Seems like this is easier when you deal with "ordinary" amounts of stuff, not too little and not too big. I don't mean "mind-bogglingly, philosophical big". The trouble is already in the 10^-5-ies. And I'm saying this because I take good apochromatic optics for granted, so can't be too opposed to more pessimistic estimates.
I was so frustrated when I had to read up on phytohormones in non-flowering plants (and on the flowering, since they are better studied). It's a crazy vinaigrette of units used to express what is usually quite low concentrations, with a few exceptions like pollen. How can one compare ng/g dry material to, say, mg/g wet material, when it is clear that these aren't just two convertible figures but two different ways of measurement? (With who knows how many plants used to squeeze it out in either case.)
BTW, ChristianKI adviced me to read Husserl, but I haven't yet (although what little I have read seems interesting and relevant).
This is interesting. I wonder how this would apply to the literature on investing mistakes (esp. amateur investors like people who get burned on Robinhood).
If your idea is correct, IMO people then must be thinking about investing money using priors, concepts and feelings from their own spending experience. Maybe some patterns of systemic bias/mistakes associated with trying to use the "feeling for what N dollars buys and feels like spending" can be teased out.

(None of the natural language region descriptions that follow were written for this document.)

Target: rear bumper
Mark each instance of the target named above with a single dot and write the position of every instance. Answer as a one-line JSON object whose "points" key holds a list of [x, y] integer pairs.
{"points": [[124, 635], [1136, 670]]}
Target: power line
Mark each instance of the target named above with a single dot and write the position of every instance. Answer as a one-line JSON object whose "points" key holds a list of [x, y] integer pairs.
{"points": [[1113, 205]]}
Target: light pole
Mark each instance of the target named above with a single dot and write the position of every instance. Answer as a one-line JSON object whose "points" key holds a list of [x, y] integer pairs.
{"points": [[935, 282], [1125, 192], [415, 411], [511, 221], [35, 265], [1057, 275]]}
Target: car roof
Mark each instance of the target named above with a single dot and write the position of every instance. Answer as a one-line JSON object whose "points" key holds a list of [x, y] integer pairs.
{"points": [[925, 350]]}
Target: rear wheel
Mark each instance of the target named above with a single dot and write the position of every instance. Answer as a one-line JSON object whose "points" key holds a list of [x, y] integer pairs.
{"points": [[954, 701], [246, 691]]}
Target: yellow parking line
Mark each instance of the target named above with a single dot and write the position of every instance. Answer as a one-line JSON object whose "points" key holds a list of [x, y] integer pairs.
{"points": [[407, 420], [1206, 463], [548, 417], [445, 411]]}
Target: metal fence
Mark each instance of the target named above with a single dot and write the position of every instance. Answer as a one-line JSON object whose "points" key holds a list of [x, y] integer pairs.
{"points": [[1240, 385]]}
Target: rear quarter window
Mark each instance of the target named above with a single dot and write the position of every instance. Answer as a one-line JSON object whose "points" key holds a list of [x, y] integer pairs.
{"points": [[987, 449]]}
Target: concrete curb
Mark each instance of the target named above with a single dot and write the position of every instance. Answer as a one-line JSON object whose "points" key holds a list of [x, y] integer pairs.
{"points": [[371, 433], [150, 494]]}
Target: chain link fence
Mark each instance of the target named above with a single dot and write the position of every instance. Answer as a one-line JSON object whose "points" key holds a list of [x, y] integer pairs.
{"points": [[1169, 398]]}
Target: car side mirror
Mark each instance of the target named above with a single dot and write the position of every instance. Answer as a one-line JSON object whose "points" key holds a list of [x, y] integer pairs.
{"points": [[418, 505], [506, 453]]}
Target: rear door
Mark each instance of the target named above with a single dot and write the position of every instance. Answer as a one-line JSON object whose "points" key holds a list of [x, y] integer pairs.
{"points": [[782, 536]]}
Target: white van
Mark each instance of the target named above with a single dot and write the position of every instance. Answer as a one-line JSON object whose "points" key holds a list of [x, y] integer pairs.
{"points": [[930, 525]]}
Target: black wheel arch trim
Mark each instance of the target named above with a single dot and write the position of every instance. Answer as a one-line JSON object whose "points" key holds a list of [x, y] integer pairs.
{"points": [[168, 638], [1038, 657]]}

Explicitly building models of the world is often done through understanding the mechanics of how things work, the relations between them, causal effects and more. But I don't put enough emphasis on quantifying. I'm not talking about doing Fermi estimates because I do them and my rationalist(-adjacent) friends do them. There is a difference between Fermi-estimating quantities and knowing them from heart. I think there is value in the latter.
It is good to know, on an intuitive level, how a force of 100 newtons feels like. To have an intuitive grasp of how much a volt is, and how some number of amperes feels like. Take acceleration and velocity, for example. You have a very intuitive grasp of them because of the experience of driving and looking at the speedometer. The idea is to expand the same intuition to other units of measurement. You want to feel what the numbers mean. When you do this, you get very up close and personal to your model of the world. Things are not abstract, black boxes anymore.
Tech-savvy dads were right all along when they were impressed by some specific number related to fuel consumption, or torque, or clamping pressure, or whatever, and I failed for not being interested in what seemed like random numbers and units. I understood the mechanism and the underlying idea, wasn't that enough? But it wasn't, because I was not fluent, I did not own the model in my head. It didn't yet get that quality of ordinariness that I now seek.